The Washington Post reports today about a brewing controversy over bank safety. The Fed wants to increase capital requirements for risky mortgage loans, with riskier loans requiring more capital. This sounds sensible, but banks, of course, are fighting it.
The only thing that makes this a live controversy is that the banks have an odd partner: organizations that advocate for more Black homeownership. Because of their lower income and smaller wealth (for down payments), Black homebuyers are generally riskier than white ones. Increasing capital requirements for their loans will probably lead to higher interest rates and push the Black homeownership rate even lower than it already is.
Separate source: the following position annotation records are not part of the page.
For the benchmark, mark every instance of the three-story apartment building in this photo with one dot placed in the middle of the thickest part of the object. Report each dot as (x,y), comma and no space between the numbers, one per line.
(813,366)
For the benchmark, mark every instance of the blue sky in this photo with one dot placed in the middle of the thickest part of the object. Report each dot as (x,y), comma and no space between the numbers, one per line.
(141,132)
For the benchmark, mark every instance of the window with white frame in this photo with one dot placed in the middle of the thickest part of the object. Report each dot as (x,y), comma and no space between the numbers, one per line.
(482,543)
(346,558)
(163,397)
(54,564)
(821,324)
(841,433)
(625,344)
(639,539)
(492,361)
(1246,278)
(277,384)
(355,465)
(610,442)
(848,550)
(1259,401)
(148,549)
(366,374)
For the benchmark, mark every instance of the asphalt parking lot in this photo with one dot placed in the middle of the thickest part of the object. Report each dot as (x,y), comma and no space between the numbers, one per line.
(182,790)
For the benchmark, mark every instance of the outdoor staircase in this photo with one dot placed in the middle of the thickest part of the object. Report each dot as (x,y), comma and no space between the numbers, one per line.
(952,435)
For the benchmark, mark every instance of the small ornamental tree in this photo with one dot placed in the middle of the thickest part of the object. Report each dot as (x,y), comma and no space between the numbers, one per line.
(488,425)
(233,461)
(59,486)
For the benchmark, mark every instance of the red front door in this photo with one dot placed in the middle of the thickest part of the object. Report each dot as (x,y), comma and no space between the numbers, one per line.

In one sense, this is yet another example of a truism: low incomes make everything harder. We would most likely be better off if we stopped piecemeal resistance to every regulation that might hurt the poor and simply gave them more money. This would accomplish the same thing but still allow sensible regulation and rulemaking.
In the case of Black homebuyers, the problem goes beyond income anyway. I did a very rough horseback calculation of how much homeownership you'd expect among Black families just based on their lower average incomes and then compared it to reality:
Take these numbers with a grain of salt. But only a grain: they're probably not too far off. What they show is that you'd expect the Black homeownership rate to be about ten points lower than white homeownership just by virtue of their lower incomes. But in reality, Black homeownership is about ten points lower still. This difference might be due to a lot of things, but plain old racism is almost certainly part of it.
So sure, we could give money to low-income families. That would help. But it wouldn't solve the whole problem.